BASTROP COUNTY, Texas — It’s been just a few days since the deadly school bus crash in Bastrop County, but the glass and metal scattered along the side of State Highway 21 is still a tragic reminder of what happened.
One pre-K student from Tom Green Elementary School and one man were killed when a cement truck traveling eastbound hit the Hays CISD school bus transporting students from a field trip to the Bastrop Zoo, causing it to roll over.
“I just, I feel horrible that she lost her baby and didn’t get to bring him home, and I got to bring my son home,” said a mother of one of the Tom Green Elementary School students, who wishes not to be named.
One mother who was on the field trip to the Bastrop Zoo with her 4-year-old son spoke to KVUE. She drove separately, and wasn’t on the bus when the accident happened.
“We got to the field trip, all the kids had a freakin’ awesome time,” she said. “They’re full of, you know, life and happy.”
But she says things took a drastic turn when she didn’t receive the normal text that would notify her when her son’s bus made it back to the school.
Once she saw reports that a bus traveling westbound on SH 21 had been struck and rolled over, her heart immediately sunk.
“I knew it was their bus because it was the way that they were coming back,” she said. “I completely lost it.”
She then got a call from the school that the bus had been in an accident and they needed all the parents to come there. She remembers asking if her son was okay, before being told that they didn’t yet know.
“All I was thinking was just him flying around the bus because the bus didn’t have seat belts,” she said.
RELATED: ‘I am heartbroken’ | Hays CISD superintendent, others react to deadly Texas school bus crash
After what she said felt like an eternity of waiting, while the other parents were scrolling the news and seeing updates of a child and adult who had died, the parents were finally told where their kids were.
This mother’s son was rescued from a neighbor who lives across the street from the crash site. The man was using every towel and shirt in his house to rescue the kids.
“He’s a hero and selfless,” she said. “Literally took the shirt off his own back to help these children during … probably the most scary time of their lives.”
Her son is still recovering from a few physical injuries, but she says the mental trauma will last much longer.
“I don’t know what he saw,” she said. “When I got him, he was … he was not himself.”
She said talking to him after the accident, one thing he told her is that he saw a “dead teacher.” (Note – A teacher was not reported to be killed, only the man in the Dodge Charger who crashed into the back of the bus. The mother thinks her son could be referring to a teacher who may have been unconscious.)
Both of her young children never want to ride a bus again. Her daughter was crying about going on an upcoming field trip.
While she’s grateful her son was able to make it out alive, her heart breaks for the mother whose son was killed.
“I just feel horrible that she lost her baby and didn’t get to bring him home,” she said. “I got to bring my son home.
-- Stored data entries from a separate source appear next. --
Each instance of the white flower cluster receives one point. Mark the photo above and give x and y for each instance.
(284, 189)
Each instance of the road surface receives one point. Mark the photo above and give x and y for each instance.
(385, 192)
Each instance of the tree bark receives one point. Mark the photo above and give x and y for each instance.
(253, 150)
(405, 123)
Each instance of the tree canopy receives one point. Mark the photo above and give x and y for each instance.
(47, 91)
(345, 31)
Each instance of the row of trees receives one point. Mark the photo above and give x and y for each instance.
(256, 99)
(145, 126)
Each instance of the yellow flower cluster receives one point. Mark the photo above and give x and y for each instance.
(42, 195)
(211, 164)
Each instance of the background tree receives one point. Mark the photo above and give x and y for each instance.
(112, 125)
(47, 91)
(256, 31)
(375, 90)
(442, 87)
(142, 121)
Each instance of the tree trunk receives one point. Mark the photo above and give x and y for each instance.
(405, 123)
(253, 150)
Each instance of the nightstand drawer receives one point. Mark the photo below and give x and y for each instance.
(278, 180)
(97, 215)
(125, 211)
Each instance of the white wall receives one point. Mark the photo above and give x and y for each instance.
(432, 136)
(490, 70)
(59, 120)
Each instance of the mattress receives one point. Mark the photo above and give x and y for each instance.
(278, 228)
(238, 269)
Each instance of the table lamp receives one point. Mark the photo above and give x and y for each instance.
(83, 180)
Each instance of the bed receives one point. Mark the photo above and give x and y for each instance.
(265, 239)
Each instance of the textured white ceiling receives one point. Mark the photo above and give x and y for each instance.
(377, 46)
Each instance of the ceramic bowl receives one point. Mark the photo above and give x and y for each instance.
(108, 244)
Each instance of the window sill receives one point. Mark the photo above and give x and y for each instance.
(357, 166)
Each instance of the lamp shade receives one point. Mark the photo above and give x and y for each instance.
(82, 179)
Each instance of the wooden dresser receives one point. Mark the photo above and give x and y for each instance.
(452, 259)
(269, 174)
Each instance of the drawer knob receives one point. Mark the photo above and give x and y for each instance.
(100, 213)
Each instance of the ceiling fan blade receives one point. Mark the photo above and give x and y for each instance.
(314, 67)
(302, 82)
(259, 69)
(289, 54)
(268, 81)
It’s a guilt feeling too.”
Sunday, she and some other community members set up a roadside memorial to honor the lives lost at the site of the crash.
“We wanted to start something so that these people could be commemorated and just know that people are thinking of them and with them,” said Celia Oosterhuis, a community member and teacher at Tom Green Elementary.
They also brought a stack of towels and supplies to replace what the neighbor graciously gave while rescuing all of the children.
“As a mother, I would hope so deeply that someone would do that for my child and I would do it for his,” Oosterhuis said.
In addition to the stuffed animals, two angels and candles on the memorial, the neighbor plans to make two wooden crosses to place there.
Along with honoring the lives, these community members hope the memorial will be a sign to people speeding down SH 21.
“I hope people know it’s a child, and that’s very powerful,” Oosterhuis said.